The EU Parliament has now voted in favour of an amended version of the Copyright Directive. The original draft directive had been rejected by the Parliament in July 2018, primarily due to criticism of two key provisions, known as the “link tax” (Article 11) and the “upload filter” (Article 13). Following substantial revision of these provisions, the Parliament has now accepted the draft directive, although the directive will be subject to a final vote in January 2019.

Article 13 of the original draft directive placed an obligation on online platforms such as YouTube and Facebook to monitor content uploaded to those platforms, and to block content that infringed copyright. In practice, the volume of content uploaded every day would require the use of some form of artificial intelligence. Following widespread criticism of this proposal, Article 13 has been amended and now places on obligation on online platforms to work with copyright owners to prevent users from uploading infringing content. However, in practice, this provision is still likely to require the use of artificial intelligence to scan uploaded content.

On the other hand, some of the other revisions to the draft directive do lessen the burden on online platforms.

The directive now restricts the type of online platform to which the upload filter applies. In particular, the upload filter only applies to an online platform where that platform optimises and promotes for profit-making purposes the storage and access to copyright protected content uploaded by its users.
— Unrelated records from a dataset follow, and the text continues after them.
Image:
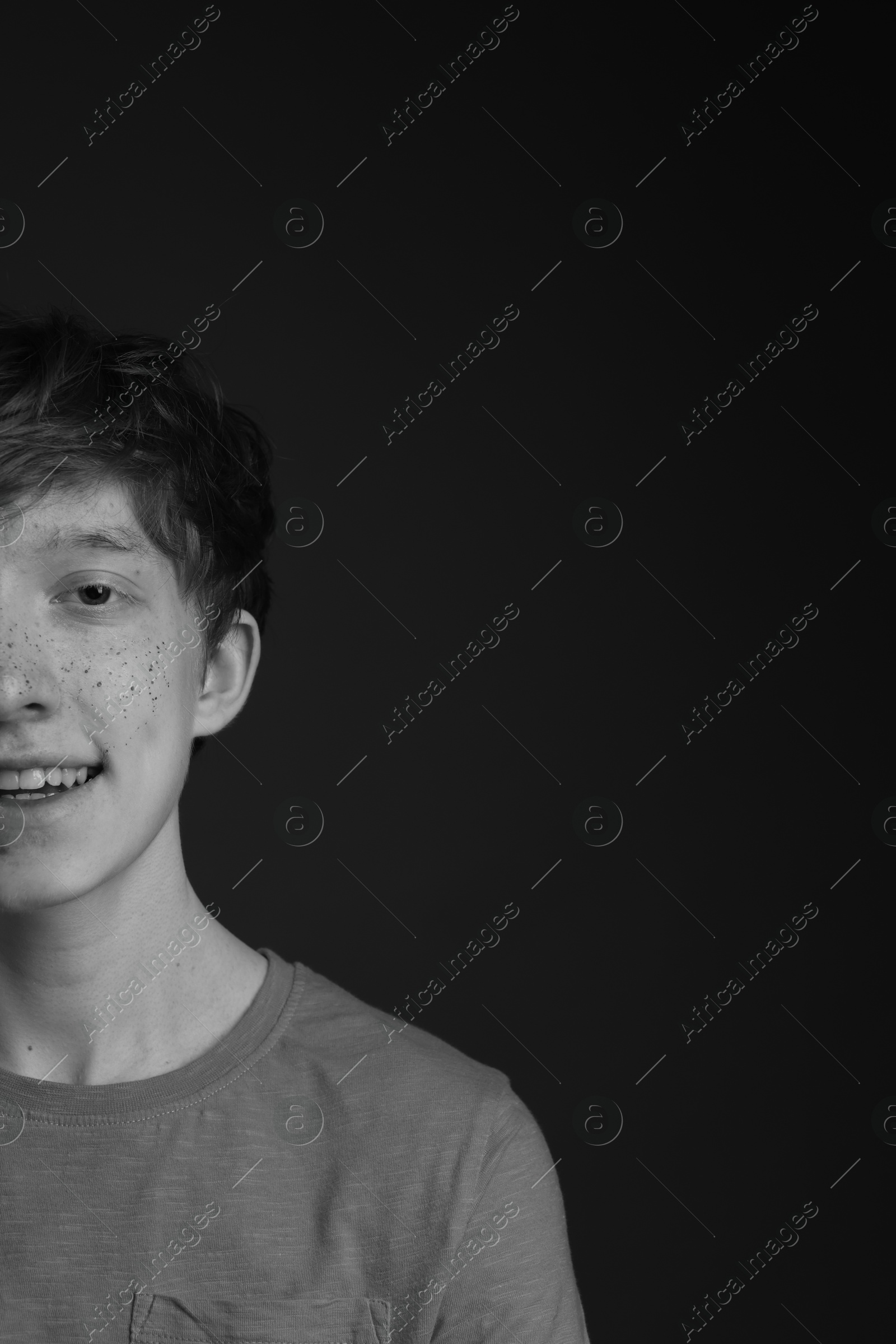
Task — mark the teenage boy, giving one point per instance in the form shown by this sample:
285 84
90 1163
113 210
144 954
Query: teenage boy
198 1140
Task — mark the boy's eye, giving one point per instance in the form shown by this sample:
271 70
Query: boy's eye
96 593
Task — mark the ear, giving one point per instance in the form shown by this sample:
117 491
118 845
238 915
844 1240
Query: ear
228 678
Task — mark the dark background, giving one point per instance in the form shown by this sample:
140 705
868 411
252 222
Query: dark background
729 538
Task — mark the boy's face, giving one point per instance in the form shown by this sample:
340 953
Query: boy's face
80 622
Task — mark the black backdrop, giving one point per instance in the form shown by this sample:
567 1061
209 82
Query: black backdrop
729 534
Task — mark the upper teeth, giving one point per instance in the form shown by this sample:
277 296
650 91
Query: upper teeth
41 776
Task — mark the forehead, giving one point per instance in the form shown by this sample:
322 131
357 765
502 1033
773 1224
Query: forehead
70 519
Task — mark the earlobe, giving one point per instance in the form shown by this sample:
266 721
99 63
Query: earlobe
228 675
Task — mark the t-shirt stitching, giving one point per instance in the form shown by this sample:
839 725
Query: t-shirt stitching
287 1015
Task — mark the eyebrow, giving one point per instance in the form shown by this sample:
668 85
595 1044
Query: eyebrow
120 540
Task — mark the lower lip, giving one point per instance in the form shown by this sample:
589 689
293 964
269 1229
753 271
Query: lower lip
50 799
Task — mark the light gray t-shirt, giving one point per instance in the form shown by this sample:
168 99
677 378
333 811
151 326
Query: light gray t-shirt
309 1180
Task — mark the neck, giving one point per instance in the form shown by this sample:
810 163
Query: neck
130 980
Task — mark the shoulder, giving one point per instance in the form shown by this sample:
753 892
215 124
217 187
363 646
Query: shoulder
336 1030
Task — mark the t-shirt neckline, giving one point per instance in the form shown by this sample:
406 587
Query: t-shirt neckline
235 1054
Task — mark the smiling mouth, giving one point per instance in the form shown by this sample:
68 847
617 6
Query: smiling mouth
83 777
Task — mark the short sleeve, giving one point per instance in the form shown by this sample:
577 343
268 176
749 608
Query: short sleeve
511 1275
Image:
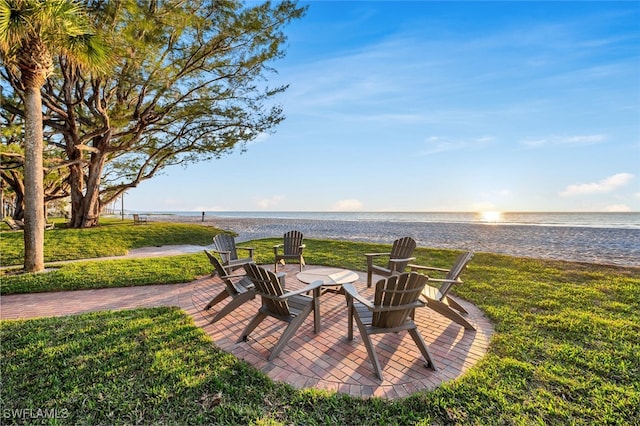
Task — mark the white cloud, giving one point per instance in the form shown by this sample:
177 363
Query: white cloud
483 206
617 208
436 144
578 140
266 203
347 205
605 185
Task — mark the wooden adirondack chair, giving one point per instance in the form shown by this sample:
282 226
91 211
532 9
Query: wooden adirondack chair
399 257
225 246
239 288
291 249
438 299
292 307
391 311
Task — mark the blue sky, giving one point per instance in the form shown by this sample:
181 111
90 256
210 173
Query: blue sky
439 106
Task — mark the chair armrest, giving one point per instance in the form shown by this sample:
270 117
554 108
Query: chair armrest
351 291
425 268
377 254
232 276
444 280
408 259
412 305
220 251
305 289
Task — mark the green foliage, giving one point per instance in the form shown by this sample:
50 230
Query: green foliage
113 238
565 351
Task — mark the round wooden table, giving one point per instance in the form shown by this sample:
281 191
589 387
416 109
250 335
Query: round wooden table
332 278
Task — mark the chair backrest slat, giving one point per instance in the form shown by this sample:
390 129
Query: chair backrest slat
398 293
267 282
292 242
456 270
225 242
231 288
402 248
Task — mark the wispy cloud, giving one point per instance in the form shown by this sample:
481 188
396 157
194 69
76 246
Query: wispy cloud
437 144
572 141
347 205
605 185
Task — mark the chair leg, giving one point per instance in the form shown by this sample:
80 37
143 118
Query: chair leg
445 310
455 305
219 298
368 343
417 337
290 331
257 319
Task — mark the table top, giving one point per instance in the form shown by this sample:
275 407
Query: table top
329 276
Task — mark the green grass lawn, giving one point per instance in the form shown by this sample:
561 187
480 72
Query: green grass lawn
566 348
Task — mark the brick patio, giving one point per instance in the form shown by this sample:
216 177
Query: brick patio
324 361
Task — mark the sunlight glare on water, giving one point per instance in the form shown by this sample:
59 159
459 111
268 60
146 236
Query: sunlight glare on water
491 216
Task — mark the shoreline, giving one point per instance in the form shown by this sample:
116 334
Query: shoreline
605 246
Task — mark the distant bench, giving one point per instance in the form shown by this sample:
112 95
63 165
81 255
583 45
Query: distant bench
137 219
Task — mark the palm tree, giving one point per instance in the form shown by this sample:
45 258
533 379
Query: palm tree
32 33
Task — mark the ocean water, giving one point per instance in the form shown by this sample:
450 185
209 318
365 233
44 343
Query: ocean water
630 220
607 238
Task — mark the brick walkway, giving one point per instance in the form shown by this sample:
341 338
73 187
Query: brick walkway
324 361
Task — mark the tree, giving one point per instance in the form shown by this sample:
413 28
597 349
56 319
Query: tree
31 33
188 85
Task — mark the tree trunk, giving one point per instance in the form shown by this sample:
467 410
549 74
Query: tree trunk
85 203
34 221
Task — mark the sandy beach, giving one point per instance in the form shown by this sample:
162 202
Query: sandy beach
619 247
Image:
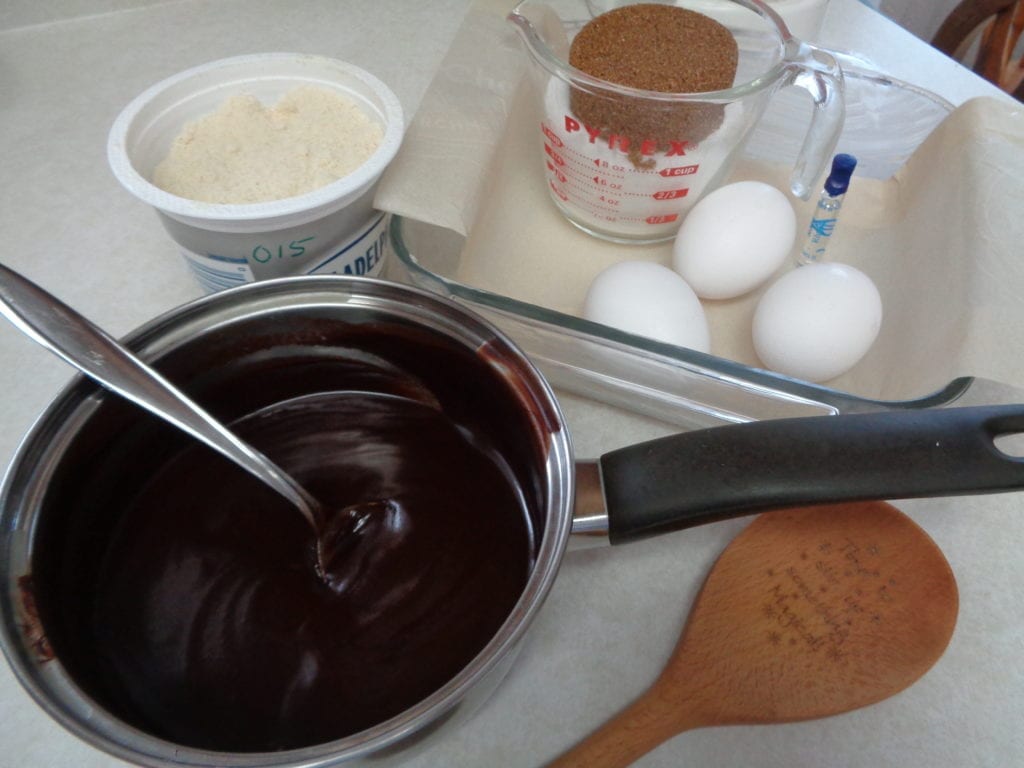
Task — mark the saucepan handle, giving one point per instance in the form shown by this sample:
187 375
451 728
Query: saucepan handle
711 474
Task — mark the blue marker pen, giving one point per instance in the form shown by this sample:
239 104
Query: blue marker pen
826 212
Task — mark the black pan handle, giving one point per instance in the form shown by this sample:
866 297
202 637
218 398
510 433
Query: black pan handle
712 474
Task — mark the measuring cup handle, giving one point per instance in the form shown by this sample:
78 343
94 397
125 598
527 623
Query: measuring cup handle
816 72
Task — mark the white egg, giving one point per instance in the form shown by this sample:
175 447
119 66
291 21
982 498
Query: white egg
650 300
817 322
734 239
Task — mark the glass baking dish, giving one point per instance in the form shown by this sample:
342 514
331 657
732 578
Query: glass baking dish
674 384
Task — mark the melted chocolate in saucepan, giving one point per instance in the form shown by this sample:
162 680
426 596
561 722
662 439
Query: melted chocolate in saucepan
206 622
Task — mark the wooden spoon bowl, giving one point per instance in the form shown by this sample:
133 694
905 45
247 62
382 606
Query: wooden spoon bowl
808 612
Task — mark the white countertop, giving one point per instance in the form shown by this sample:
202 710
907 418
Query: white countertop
68 69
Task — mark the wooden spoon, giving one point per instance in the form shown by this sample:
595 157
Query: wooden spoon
808 612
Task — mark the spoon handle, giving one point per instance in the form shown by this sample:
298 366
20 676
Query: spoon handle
75 339
656 716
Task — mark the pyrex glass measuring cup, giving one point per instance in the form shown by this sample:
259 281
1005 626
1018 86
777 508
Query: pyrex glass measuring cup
626 164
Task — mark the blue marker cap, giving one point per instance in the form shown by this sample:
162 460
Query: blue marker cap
839 179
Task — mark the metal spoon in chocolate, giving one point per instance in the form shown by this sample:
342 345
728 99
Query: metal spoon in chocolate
43 317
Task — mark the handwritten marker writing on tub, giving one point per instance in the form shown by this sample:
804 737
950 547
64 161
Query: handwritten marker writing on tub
826 213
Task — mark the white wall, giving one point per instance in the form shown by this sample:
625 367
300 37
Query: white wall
920 16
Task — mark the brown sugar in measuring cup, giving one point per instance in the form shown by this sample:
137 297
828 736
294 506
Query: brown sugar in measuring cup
652 47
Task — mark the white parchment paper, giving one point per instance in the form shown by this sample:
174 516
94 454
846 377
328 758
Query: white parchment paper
940 239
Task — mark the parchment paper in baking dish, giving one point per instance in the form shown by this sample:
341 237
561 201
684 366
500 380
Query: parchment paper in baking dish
943 239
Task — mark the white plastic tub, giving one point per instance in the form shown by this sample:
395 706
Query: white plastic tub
333 229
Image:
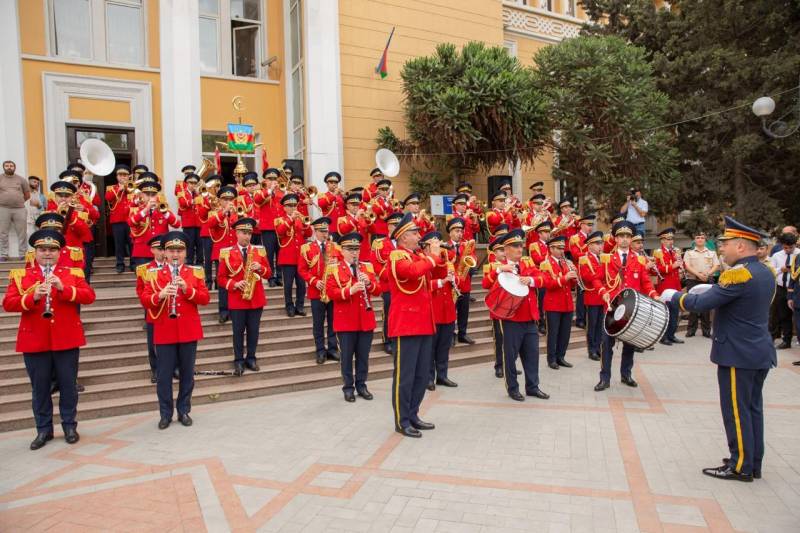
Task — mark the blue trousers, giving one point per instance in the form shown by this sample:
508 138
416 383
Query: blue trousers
520 338
594 328
558 330
442 341
40 367
742 404
245 322
183 354
412 363
355 346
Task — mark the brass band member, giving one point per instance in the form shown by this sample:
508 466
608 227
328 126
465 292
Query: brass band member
241 269
50 332
350 285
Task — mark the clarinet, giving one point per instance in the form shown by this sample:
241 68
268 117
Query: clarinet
364 293
173 304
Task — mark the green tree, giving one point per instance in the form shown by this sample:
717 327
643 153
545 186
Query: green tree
475 108
603 102
712 56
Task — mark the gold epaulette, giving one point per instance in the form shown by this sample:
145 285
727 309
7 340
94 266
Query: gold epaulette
735 276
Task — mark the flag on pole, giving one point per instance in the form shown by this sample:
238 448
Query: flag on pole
382 67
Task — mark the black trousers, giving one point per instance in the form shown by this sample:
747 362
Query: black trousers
558 330
412 363
355 345
462 313
40 367
169 355
520 339
151 348
245 322
290 276
742 404
320 312
194 251
442 341
607 355
122 244
594 328
270 241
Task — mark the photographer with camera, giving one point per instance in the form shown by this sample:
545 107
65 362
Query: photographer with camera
635 209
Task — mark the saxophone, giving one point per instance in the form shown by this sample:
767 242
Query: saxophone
250 277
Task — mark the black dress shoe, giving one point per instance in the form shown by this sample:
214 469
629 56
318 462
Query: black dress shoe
726 472
446 382
422 425
538 393
41 439
409 432
71 436
364 393
629 381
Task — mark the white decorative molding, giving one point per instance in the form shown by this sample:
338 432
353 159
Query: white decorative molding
539 23
58 88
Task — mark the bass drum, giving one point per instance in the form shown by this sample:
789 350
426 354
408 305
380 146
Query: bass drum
636 319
In turn, the upload filter does not apply to platforms that act in a non-commercial capacity such as online encyclopaedias, nor to on-line marketplaces whose main activity is the online retail of goods. The directive also provides that the upload filter will not apply to microenterprises or small-sized enterprises, on the basis that such enterprises are unlikely to be in a financial position to invest in expensive AI software to monitor uploaded content.

This amendment to the directive does seek to address the concerns raised by many of the critics of the original draft, although it is likely that the filter will still be found to apply to many medium-sized commercial enterprises who may not be able to meet the costs associated with fulfilling the burden imposed by Article 13.

The revised directive also makes express reference to allow for non-infringing content to remain available, and for effective and expeditious complaints and redress procedures to be put in place, such that users seeking to upload content have a means of objecting to the unjustified removal of any such content. Hence, if a user seeks to upload content that is rejected by an online platform on the grounds of copyright infringement, the user should be able to contest that rejection by arguing that the content would not infringe copyright, for instance by virtue of the parody defence. Again, this amendment does address the concerns raised in respect of the original draft, although it remains to be seen how effective the complaints and redress procedures put in place by any particular online platform will be.